Prognostic Model and Nomogram Construction Based on a Novel Ferroptosis-Related Gene Signature in Lower-Grade Glioma

Junsheng Zhao; Zhengtao Liu; Xiaoping Zheng; Hainv Gao; Lanjuan Li

doi:10.3389/fgene.2021.753680

Prognostic Model and Nomogram Construction Based on a Novel Ferroptosis-Related Gene Signature in Lower-Grade Glioma

Front Genet. 2021 Nov 8:12:753680. doi: 10.3389/fgene.2021.753680. eCollection 2021.

Authors

Junsheng Zhao¹, Zhengtao Liu², Xiaoping Zheng³, Hainv Gao⁴, Lanjuan Li¹

Affiliations

¹ State Key Laboratory for Diagnosis and Treatment of Infectious Diseases, National Clinical Research Center for Infectious Diseases, Collaborative Innovation Center for Diagnosis and Treatment of Infectious Diseases, The First Affiliated Hospital, Zhejiang University School of Medicine, Hangzhou, China.
² Division of Hepatobiliary and Pancreatic Surgery, Department of Surgery, The First Affiliated Hospital, Zhejiang University School of Medicine, Hangzhou, China.
³ Department of Pathology, Hangzhou Tongchuang Medical Laboratory, Hangzhou, China.
⁴ Department of Infectious Diseases, ShuLan (Hangzhou) Hospital Affiliated to Zhejiang Shuren University, Shulan International Medical College, Hangzhou, China.

Abstract

Background: Low-grade glioma (LGG) is considered a fatal disease for young adults, with overall survival widely ranging from 1 to 15 years depending on histopathologic and molecular subtypes. As a novel type of programmed cell death, ferroptosis was reported to be involved in tumorigenesis and development, which has been intensively studied in recent years. Methods: For the discovery cohort, data from The Cancer Genome Atlas (TCGA) and Genotype-Tissue Expression (GTEx) were used to identify the differentially expressed and prognostic ferroptosis-related genes (FRGs). The least absolute shrinkage and selection operator (LASSO) and multivariate Cox were used to establish a prognostic signature with the above-selected FRGs. Then, the signature was developed and validated in TCGA and Chinese Glioma Genome Atlas (CGGA) databases. By combining clinicopathological features and the FRG signature, a nomogram was established to predict individuals' one-, three-, and five-year survival probability, and its predictive performance was evaluated by Harrell's concordance index (C-index) and calibration curves. Enrichment analysis was performed to explore the signaling pathways regulated by the signature. Results: A novel risk signature contains seven FRGs that were constructed and were used to divide patients into two groups.
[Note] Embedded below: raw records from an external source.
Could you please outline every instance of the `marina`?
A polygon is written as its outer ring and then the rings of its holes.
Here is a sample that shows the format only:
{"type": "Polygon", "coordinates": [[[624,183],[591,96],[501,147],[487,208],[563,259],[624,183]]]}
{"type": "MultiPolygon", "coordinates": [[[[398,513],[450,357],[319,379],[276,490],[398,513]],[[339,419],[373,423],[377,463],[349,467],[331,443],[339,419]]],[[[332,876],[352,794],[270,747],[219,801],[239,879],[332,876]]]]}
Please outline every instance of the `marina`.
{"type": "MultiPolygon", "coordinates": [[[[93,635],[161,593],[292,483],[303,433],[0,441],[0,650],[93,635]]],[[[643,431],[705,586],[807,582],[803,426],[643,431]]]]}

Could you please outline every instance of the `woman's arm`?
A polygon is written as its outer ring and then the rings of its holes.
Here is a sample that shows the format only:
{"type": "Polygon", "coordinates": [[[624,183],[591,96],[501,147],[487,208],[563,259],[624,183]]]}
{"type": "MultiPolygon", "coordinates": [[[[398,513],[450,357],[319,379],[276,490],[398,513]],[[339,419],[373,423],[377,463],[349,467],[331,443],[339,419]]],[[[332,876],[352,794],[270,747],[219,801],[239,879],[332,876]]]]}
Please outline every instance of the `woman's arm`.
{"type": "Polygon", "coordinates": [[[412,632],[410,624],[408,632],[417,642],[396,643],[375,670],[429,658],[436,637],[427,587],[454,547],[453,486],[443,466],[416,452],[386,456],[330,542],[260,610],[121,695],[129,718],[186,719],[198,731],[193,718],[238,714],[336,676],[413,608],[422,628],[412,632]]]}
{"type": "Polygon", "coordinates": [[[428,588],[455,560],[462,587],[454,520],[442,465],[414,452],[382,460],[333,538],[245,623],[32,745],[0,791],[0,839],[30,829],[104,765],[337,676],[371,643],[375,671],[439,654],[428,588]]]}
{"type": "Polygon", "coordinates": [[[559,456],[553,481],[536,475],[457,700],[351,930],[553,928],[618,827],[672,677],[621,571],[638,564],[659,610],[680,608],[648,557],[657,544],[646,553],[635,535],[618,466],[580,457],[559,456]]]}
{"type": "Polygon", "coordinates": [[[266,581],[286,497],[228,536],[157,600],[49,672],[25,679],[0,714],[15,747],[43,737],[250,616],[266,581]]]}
Kaplan-Meier (K-M) survival curve and receiver-operating characteristic (ROC) curve analyses confirmed the prognostic performance of the risk model, followed by external validation based on data from the CGGA. The nomogram based on the risk signature and clinical traits was validated to perform well for predicting the survival rate of LGG. Finally, functional analysis revealed that the immune statuses were different between the two risk groups, which might help explain the underlying mechanisms of ferroptosis in LGG. Conclusion: In conclusion, this study constructed a novel and robust seven-FRG signature and established a prognostic nomogram for LGG survival prediction.

Keywords: CGGA; TCGA; ferroptosis; immune statuses; lower-grade glioma; prognostic signature.